Ехать пришлось недолго.
— Давай-ка спробуй ось тут, — скомандовал старик, — а я посижу на веслах.
Василий Никитич действительно хорошо знал рыбные места. Не прошло и пятнадцати минут, как Пашка почувствовал рывок, да такой сильный, что удилище клюнуло воду. Стравив несколько метров, Пашка решил, что зацепил за корягу.
— Придется вертаться, — недовольно сказал он.
— Не, — покачал головой старик. — Я наговорил, шоб то була рыба.
Пашка хотел возразить, но тут неожиданно затрещала катушка, и метр за метром начала разматываться леска. Рыба уходила в глубину.
Пашка растерянно оглянулся на старика, но тот уже понял ситуацию и подналег на весла. Лицо его стало серьезным и красным от напряжения.
— Стопори! Стопори, мать ее так! — заорал старик. — Ты шо уснул? Упустишь рыбину!
Когда лески на катушке осталось совсем немного, рыба вдруг сама остановилась.
Пашка попробовал стронуть ее с места, чуть подтянув катушку. Рыба не поддалась. В напряженной тишине слышалось дыхание старика, всплески воды и попискивание какой-то пичужки в густых зарослях ивняка.
— Вострись помалу. Сейчас она запляшет, — прошептал старик.
И тут же Пашка почувствовал рывок.
— Пошла! Пошла, голубонька! — крикнул над самым ухом Василий Никитич. — Не послабляй ей. Их ты, кто ж так с рыбой обращается. Мотай ее, дурак! Мотай!

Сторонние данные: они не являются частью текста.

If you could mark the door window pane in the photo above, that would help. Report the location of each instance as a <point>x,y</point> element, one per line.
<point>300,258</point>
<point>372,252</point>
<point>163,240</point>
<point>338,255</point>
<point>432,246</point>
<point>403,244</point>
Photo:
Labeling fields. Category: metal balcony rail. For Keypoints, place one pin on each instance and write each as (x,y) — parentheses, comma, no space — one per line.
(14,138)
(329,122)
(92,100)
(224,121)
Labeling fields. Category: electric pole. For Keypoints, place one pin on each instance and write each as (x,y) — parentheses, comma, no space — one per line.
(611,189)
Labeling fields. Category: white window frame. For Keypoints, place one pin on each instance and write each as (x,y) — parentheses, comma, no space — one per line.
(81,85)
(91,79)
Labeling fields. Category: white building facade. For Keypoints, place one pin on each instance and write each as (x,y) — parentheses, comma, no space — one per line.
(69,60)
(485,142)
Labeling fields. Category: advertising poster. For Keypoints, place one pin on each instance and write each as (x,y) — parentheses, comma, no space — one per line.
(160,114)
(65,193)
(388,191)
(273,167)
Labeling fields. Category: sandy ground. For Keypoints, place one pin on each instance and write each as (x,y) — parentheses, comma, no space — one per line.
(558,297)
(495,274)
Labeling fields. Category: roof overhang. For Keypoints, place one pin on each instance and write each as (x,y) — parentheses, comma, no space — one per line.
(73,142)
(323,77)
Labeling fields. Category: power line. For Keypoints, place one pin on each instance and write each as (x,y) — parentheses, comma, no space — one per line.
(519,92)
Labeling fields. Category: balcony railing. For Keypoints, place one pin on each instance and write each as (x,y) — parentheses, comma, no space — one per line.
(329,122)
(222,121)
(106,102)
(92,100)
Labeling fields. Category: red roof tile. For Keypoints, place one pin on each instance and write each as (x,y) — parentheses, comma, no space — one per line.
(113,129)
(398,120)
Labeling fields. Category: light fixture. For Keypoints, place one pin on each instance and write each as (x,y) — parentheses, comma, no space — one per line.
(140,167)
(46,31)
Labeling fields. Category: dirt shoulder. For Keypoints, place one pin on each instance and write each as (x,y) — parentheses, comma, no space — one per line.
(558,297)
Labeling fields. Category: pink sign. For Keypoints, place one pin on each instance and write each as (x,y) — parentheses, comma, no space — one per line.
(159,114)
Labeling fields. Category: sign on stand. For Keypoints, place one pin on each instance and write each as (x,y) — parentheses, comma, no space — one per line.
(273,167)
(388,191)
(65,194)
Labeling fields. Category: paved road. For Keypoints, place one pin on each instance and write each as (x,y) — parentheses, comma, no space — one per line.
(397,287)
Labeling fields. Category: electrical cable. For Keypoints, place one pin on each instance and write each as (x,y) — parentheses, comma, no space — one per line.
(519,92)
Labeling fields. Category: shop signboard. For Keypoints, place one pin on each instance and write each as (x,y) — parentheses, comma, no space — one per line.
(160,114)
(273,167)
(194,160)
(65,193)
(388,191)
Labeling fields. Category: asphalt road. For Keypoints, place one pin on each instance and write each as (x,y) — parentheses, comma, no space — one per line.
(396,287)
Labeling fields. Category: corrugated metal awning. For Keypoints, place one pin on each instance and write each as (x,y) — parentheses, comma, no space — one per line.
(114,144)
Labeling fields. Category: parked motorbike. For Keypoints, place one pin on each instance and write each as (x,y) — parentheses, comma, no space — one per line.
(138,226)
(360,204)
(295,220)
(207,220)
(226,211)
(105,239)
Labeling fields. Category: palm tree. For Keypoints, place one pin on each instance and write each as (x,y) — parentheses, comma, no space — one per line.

У Пашки от напряжения заныли пальцы. Но он продолжал плавно подкручивать катушку. Несколько раз над водой показывалась черная голова щуки.
— Только не сорвись, рыбка. Только не сорвись, — шептал Пашка.
Он, казалось, не слышал выкриков старика. Все внимание его сосредоточилось на точке, где леска вонзилась в зеленоватую воду.
Лодка неслась теперь вниз по течению. Старик понемногу табанил, чтобы не порвать леску. Он уже не кричал, а бормотал какие-то ему одному известные заклинания. Ход лодки вдруг стал затихать, леска ослабела, и над водой показалась разинутая щучья пасть. Словно глотнув побольше воздуха, щука медленно перевернулась вверх брюхом.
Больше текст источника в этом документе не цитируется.